Molecular structure and function of Hv1 channels

Santiago Rebolledo, Feng Qiu, H. Peter Larsson

Research output: Contribution to journalReview articlepeer-review

4 Scopus citations


Voltage-gated proton (Hv) channels have long been found with electrophysiological tools in many different cell types. However, the molecular identity of Hv channels was not discovered until 2006, when two labs independently demonstrated that the gene HVCN1 that codes for a protein called Hv1 or VSOP generates voltage-gated proton currents when expressed in heterologous cells.
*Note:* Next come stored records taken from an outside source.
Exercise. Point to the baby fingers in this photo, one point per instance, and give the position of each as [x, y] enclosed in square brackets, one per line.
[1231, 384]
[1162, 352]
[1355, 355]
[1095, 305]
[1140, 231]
Surprisingly, the sequence of Hv1/VSOP was found to be homologous to the sequence of the voltage-sensing domain of voltage-gated K+ channels. Recent studies have led to our present understanding of the structure of Hv1/VSOP channels and the structural underpinnings of some of the functional properties of Hv1/VSOP channels, including voltage sensing, subunit cooperativity, permeation and selectivity, pH dependence, zinc inhibition and modulation by PKC of Hv1/VSOP channels. The cloned Hv1/VSOP channels display most of the properties of native voltage-gated proton channels. However, the molecular mechanisms underlying some of these properties are still unknown.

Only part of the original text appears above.